Minimal open-source AlphaEvolve: LLM-driven program evolution with MAP-Elites islands, cascade evaluation, and a local Ollama ensemble.

Project description

fastevolve

Minimal open-source AlphaEvolve: LLM-driven program evolution with MAP-Elites islands, cascade evaluation, and a local Ollama ensemble.

Install

1. Install uv (one-time)

uv is a fast Python package manager. Pick the line for your OS:

# macOS / Linux
curl -LsSf https://astral.sh/uv/install.sh | sh

# Windows (PowerShell)
powershell -ExecutionPolicy ByPass -c "irm https://astral.sh/uv/install.ps1 | iex"

Or via Homebrew (brew install uv), pipx (pipx install uv), or pip (pip install uv).

2. Add fastevolve to a new project

uv init my-evolve-project
cd my-evolve-project
uv add fastevolve

OpenAI and Anthropic SDKs are optional extras — install whichever you need:

uv add "fastevolve[openai]"       # adds the OpenAI SDK
uv add "fastevolve[anthropic]"    # adds the Anthropic SDK
uv add "fastevolve[all]"          # both

If you only use Ollama, skip the extras — neither SDK will be imported.

3. Or clone this repo and sync

git clone https://github.com/tiagomonteiro0715/fastevolve.git
cd fastevolve
uv sync                       # core
uv sync --extra all           # core + OpenAI + Anthropic

Quick start in code

Local (with Ollama)

Assumes ollama serve is running and you've pulled the model.

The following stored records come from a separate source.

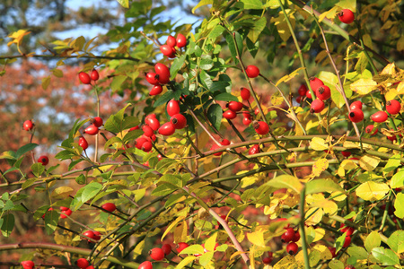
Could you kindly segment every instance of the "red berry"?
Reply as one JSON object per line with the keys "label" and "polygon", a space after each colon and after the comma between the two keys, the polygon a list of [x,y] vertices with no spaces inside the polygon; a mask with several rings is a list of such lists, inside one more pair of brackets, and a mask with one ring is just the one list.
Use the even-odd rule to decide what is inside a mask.
{"label": "red berry", "polygon": [[158,132],[162,135],[171,135],[175,133],[175,126],[169,121],[161,126]]}
{"label": "red berry", "polygon": [[84,72],[79,73],[79,79],[83,84],[90,84],[92,82],[92,79],[90,78],[90,75]]}
{"label": "red berry", "polygon": [[83,151],[85,151],[88,148],[88,142],[83,136],[80,136],[79,138],[79,146],[81,146]]}
{"label": "red berry", "polygon": [[391,115],[396,115],[401,110],[401,104],[397,100],[391,100],[386,103],[386,110]]}
{"label": "red berry", "polygon": [[248,65],[245,68],[245,73],[249,78],[254,78],[259,75],[259,69],[255,65]]}
{"label": "red berry", "polygon": [[164,255],[167,256],[170,253],[171,253],[171,245],[164,244],[162,246],[162,252],[164,252]]}
{"label": "red berry", "polygon": [[366,132],[367,134],[371,134],[371,135],[374,135],[377,134],[377,132],[379,132],[378,129],[375,129],[373,131],[374,126],[373,125],[369,125],[366,126],[366,128],[364,129],[364,132]]}
{"label": "red berry", "polygon": [[324,102],[320,99],[316,99],[312,102],[312,105],[310,107],[310,112],[320,113],[322,111],[322,109],[324,109],[324,108],[325,108]]}
{"label": "red berry", "polygon": [[319,87],[324,85],[324,82],[321,79],[314,77],[314,76],[312,76],[309,79],[309,82],[310,82],[310,87],[312,88],[312,91],[314,91],[314,93],[316,92],[316,90]]}
{"label": "red berry", "polygon": [[101,118],[100,117],[94,117],[94,118],[92,118],[92,123],[94,125],[94,126],[101,127],[102,126],[102,118]]}
{"label": "red berry", "polygon": [[153,143],[149,141],[146,141],[142,145],[142,151],[145,152],[149,152],[153,149]]}
{"label": "red berry", "polygon": [[364,112],[359,108],[352,109],[349,112],[349,119],[352,122],[360,122],[364,119]]}
{"label": "red berry", "polygon": [[249,155],[254,155],[259,153],[259,145],[254,144],[249,149]]}
{"label": "red berry", "polygon": [[349,157],[351,156],[351,152],[341,152],[342,156],[344,157]]}
{"label": "red berry", "polygon": [[170,69],[162,63],[157,63],[154,65],[155,74],[158,75],[160,84],[166,84],[170,82]]}
{"label": "red berry", "polygon": [[166,56],[171,57],[172,56],[172,47],[170,47],[169,45],[162,45],[160,46],[160,51]]}
{"label": "red berry", "polygon": [[352,23],[355,20],[354,13],[349,9],[343,9],[340,13],[338,13],[339,21],[344,23],[349,24]]}
{"label": "red berry", "polygon": [[374,122],[385,122],[387,120],[387,113],[384,111],[377,111],[371,116],[371,119]]}
{"label": "red berry", "polygon": [[360,100],[355,101],[349,106],[349,108],[351,110],[356,109],[356,108],[362,110],[362,102]]}
{"label": "red berry", "polygon": [[233,119],[237,117],[237,113],[229,109],[227,111],[223,112],[223,117],[227,119]]}
{"label": "red berry", "polygon": [[299,248],[299,247],[297,247],[297,244],[294,242],[291,242],[286,246],[286,252],[290,255],[295,255],[297,253],[297,248]]}
{"label": "red berry", "polygon": [[137,269],[153,269],[153,265],[151,262],[145,261],[140,264]]}
{"label": "red berry", "polygon": [[95,135],[98,134],[98,127],[94,125],[89,126],[87,128],[84,129],[84,133],[88,134],[90,135]]}
{"label": "red berry", "polygon": [[187,117],[182,114],[175,114],[170,119],[176,129],[182,129],[187,126]]}
{"label": "red berry", "polygon": [[104,211],[114,212],[117,209],[117,206],[113,203],[105,203],[104,204],[101,205],[101,208]]}
{"label": "red berry", "polygon": [[21,262],[21,265],[24,269],[33,269],[33,267],[35,266],[32,261],[23,261]]}
{"label": "red berry", "polygon": [[331,97],[331,90],[326,85],[320,86],[316,90],[316,96],[322,100],[329,100]]}
{"label": "red berry", "polygon": [[98,74],[98,71],[95,69],[92,69],[92,73],[90,74],[90,77],[92,80],[98,81],[98,79],[100,78],[100,74]]}
{"label": "red berry", "polygon": [[173,36],[168,36],[167,41],[165,42],[168,46],[174,48],[177,45],[177,40]]}
{"label": "red berry", "polygon": [[177,47],[178,48],[184,48],[187,46],[187,38],[183,34],[178,34],[177,35]]}
{"label": "red berry", "polygon": [[188,243],[184,243],[184,242],[178,243],[178,245],[177,245],[177,252],[180,253],[183,249],[187,248],[188,247],[189,247],[189,245]]}
{"label": "red berry", "polygon": [[84,258],[79,258],[77,260],[76,264],[77,264],[77,266],[79,266],[82,269],[85,269],[89,265],[88,261]]}
{"label": "red berry", "polygon": [[171,100],[167,103],[167,113],[170,117],[180,113],[180,103],[176,100]]}
{"label": "red berry", "polygon": [[351,244],[351,237],[347,236],[344,240],[342,247],[347,247]]}
{"label": "red berry", "polygon": [[49,158],[48,156],[42,155],[38,159],[38,162],[42,163],[42,165],[47,165],[49,163]]}
{"label": "red berry", "polygon": [[71,214],[72,214],[72,210],[70,208],[68,208],[67,210],[62,210],[60,218],[66,219],[66,218],[67,218],[67,216],[70,216]]}
{"label": "red berry", "polygon": [[154,85],[153,86],[152,90],[150,90],[149,94],[154,96],[162,93],[162,85]]}
{"label": "red berry", "polygon": [[300,85],[299,90],[297,90],[297,92],[299,93],[300,96],[304,96],[304,95],[306,95],[307,91],[308,90],[307,90],[306,85],[302,84],[302,85]]}
{"label": "red berry", "polygon": [[294,237],[294,230],[293,228],[287,228],[286,231],[284,232],[284,234],[281,237],[281,239],[285,243],[288,243],[292,241],[292,239]]}
{"label": "red berry", "polygon": [[265,121],[257,121],[252,124],[255,132],[259,134],[265,135],[269,132],[269,126]]}
{"label": "red berry", "polygon": [[25,131],[32,130],[33,126],[34,126],[34,124],[32,123],[32,121],[31,119],[24,121],[24,123],[22,124],[22,128],[24,128]]}
{"label": "red berry", "polygon": [[242,96],[242,99],[243,100],[249,100],[250,97],[251,97],[250,90],[244,87],[242,87],[242,90],[240,91],[240,95]]}
{"label": "red berry", "polygon": [[237,112],[242,109],[243,105],[238,101],[231,101],[226,106],[230,110]]}
{"label": "red berry", "polygon": [[154,72],[149,72],[145,74],[146,81],[152,85],[159,85],[159,76]]}
{"label": "red berry", "polygon": [[152,248],[149,251],[150,257],[154,261],[161,261],[164,258],[164,251],[160,247]]}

The ensemble below mixes a fast model (low temperature, conservative) with a deep one (higher temperature, more exploration). The adaptive router learns over time when to call each. Evaluation is wrapped in run_sandboxed, which kills any program that loops forever or crashes — that iteration just scores zero instead of hanging the run.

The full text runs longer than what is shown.